At the end of the shift, He Yan left a cold coffee on the table.

"For the boy who reads boring notes," she said.

"Is that an insult?"

"In anesthesia, it is praise."

Lin Xuan drank the coffee and almost grimaced. It was bitter, old, and necessary. Like many things in the hospital.

The system appeared only when he was putting away the last chart.

[Record: perioperative risk detected.] [Supplementary understanding: surgery begins before the incision.] [Progress: preoperative judgment strengthened.]

Lin Xuan looked at the list taped to the wall. His name still was not there. But for the first time, he understood that entering the operating room did not begin with a line on a schedule. It began with becoming necessary long before crossing the door.

The next day, He Yan called him over to review another preoperative chart. It was not a formal invitation or a promotion, but opportunities in a hospital rarely arrived with music. They came as a folder pushed toward your elbow while someone said, "Look at this quickly." Lin Xuan understood the value of the gesture. The anesthesiologist did not trust him as a surgeon; she trusted him to find troublesome details. For now, that was enough.

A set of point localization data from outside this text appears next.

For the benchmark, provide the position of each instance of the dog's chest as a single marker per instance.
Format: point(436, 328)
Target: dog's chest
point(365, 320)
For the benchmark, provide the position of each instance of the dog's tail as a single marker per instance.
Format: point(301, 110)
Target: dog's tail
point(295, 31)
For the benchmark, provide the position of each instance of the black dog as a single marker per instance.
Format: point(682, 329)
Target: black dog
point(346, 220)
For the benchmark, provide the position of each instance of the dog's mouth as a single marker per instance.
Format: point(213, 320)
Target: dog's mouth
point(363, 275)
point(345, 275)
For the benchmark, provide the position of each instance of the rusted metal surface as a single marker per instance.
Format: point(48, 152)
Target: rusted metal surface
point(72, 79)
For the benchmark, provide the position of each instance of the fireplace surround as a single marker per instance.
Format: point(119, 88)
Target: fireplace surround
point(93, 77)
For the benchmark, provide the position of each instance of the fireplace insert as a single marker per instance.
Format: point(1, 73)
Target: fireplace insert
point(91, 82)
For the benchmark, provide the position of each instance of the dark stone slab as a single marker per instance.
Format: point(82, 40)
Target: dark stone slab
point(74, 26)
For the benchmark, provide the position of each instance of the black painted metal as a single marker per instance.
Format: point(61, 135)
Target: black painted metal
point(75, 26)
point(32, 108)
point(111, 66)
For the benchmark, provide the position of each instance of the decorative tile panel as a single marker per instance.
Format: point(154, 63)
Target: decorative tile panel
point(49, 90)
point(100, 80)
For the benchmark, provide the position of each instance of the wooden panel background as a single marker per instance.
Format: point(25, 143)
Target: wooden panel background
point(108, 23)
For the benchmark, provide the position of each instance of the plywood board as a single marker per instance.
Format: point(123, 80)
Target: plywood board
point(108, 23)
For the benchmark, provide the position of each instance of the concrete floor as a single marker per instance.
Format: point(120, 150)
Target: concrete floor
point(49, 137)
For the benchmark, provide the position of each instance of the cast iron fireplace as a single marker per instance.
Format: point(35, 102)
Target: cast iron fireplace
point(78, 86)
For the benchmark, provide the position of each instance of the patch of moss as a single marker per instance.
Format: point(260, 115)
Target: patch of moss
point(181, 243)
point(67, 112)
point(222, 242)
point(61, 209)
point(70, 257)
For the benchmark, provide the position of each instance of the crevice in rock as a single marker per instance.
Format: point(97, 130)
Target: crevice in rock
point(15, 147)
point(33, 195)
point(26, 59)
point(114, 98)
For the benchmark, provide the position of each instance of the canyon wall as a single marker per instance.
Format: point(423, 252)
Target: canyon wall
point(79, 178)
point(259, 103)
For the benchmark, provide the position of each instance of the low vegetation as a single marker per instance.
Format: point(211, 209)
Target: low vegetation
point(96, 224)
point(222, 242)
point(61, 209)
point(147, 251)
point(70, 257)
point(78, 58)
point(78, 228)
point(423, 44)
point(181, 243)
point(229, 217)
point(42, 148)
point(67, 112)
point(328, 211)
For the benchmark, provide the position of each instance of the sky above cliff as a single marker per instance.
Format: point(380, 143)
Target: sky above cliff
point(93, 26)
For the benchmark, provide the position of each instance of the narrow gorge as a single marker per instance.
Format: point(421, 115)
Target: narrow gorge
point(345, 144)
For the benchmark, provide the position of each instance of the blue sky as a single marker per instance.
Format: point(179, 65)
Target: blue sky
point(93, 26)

The case was simple until it stopped being so: a young man scheduled for hernia repair, with a history of allergic reaction written in an old note and omitted from the main sheet. It was not a glorious revelation. No one would remember it in a conference. But He Yan adjusted the plan and said, without looking at him, "This is how boring tragedies are avoided." Lin Xuan liked that phrase. Boring tragedies were the most unjust, because they were not born from rare disease or impossible operations, but from papers read poorly.

Later, Mu Qingli found him copying a checklist into his notebook. She mocked his handwriting slightly. Then she added two points he had not considered: patient positioning and communication with nursing before anesthesia. She did not do it tenderly. She did it like someone placing a tool on a table and expecting the other person to know how to use it. Lin Xuan wrote both down without defending his pride.

That night, when he looked again at the operating list, he no longer felt only the desire to see his name. He saw layers. Before every incision there were signatures, labs, allergies, conversations, family fears, sterile instruments, a nurse counting sponges, and an anesthesiologist thinking about potassium while everyone else looked at the abdomen. Surgery was a summit, yes. But a summit held up by invisible stones.

Before leaving, he reviewed the diabetic patient's consent form once more. The signature was there, but in the margin a question had been written in trembling handwriting: What if I do not wake up? No one had answered it in writing. Lin Xuan found the family in the waiting area and saw the husband holding a bag of clean clothes. He did not promise absolute safety. He explained the risk, the adjustment made, and why waiting without correcting it would have been worse. The man listened with his eyes fixed on the floor and finally said, "Then thank you for looking at the paper."

That sentence stayed with him more than He Yan's "good catch." Looking at the paper. It sounded like a minor task, unworthy of a novel about geniuses. But in medicine, truly looking at what others treated as paperwork could be the difference between a quiet ward and a call at dawn. Lin Xuan returned to the operating wall with another attitude. He no longer wanted to appear on the list merely to prove himself. He wanted to earn the right to be there before the patient closed her eyes.